Member Since: 03 Dec 2005
Location: uk
Posts: 3233

United Kingdom 

Subject: THE EAGLE'S MATE
Did you know that eagles mate for life? Well one day Harry the eagle waited at the nest for Mary his darling of 10 glorious years. After a while when she didn't return he went looking and found her. She had been shot. Dead!
Harry was devastated. After about six minutes of mourning he decided that he must get himself another mate but since there weren't any lady eagles available he'd have to cross the feather barrier. So he flew off to find a new mate.
He found a lovely dove and brought her back to the nest. The sex was OK but all the dove would say is "I am a DOVE, I want to love! I am a DOVE, I want to love!"
Well, this got on Harry's nerves so he kicked the dove out of the nest and flew off once more to find a mate.

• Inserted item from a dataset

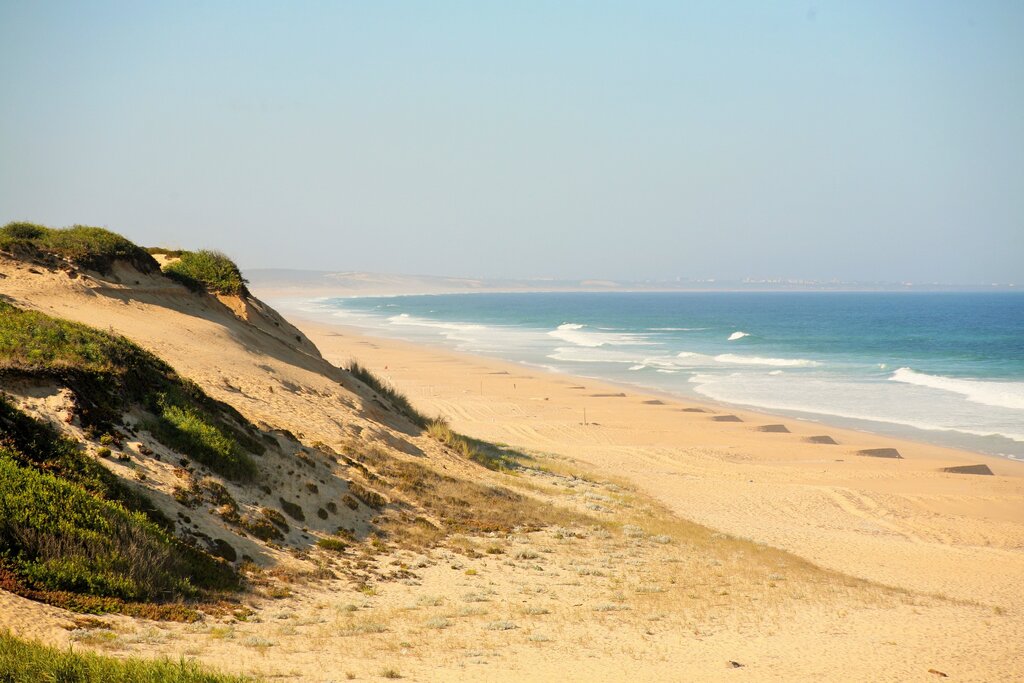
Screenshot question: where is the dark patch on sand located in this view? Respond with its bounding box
[857,449,903,460]
[941,465,992,476]
[757,425,790,434]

He found a very sexy loon and brought her back to the nest. Again the sex was great but all the loon would say is, "I am a LOON, I want to spoon! I am a LOON, I want to spoon!" So out with the loon.
Once more he flew off to find a mate. This time he found a gorgeous duck and he brought the duck back to the nest. Again the sex was great, but all the duck would say was.....well, you know.....





No, the duck didn't say THAT!!!!! That's an awful thing to think!





The duck said, "I am a DRAKE you made a MISTAKE!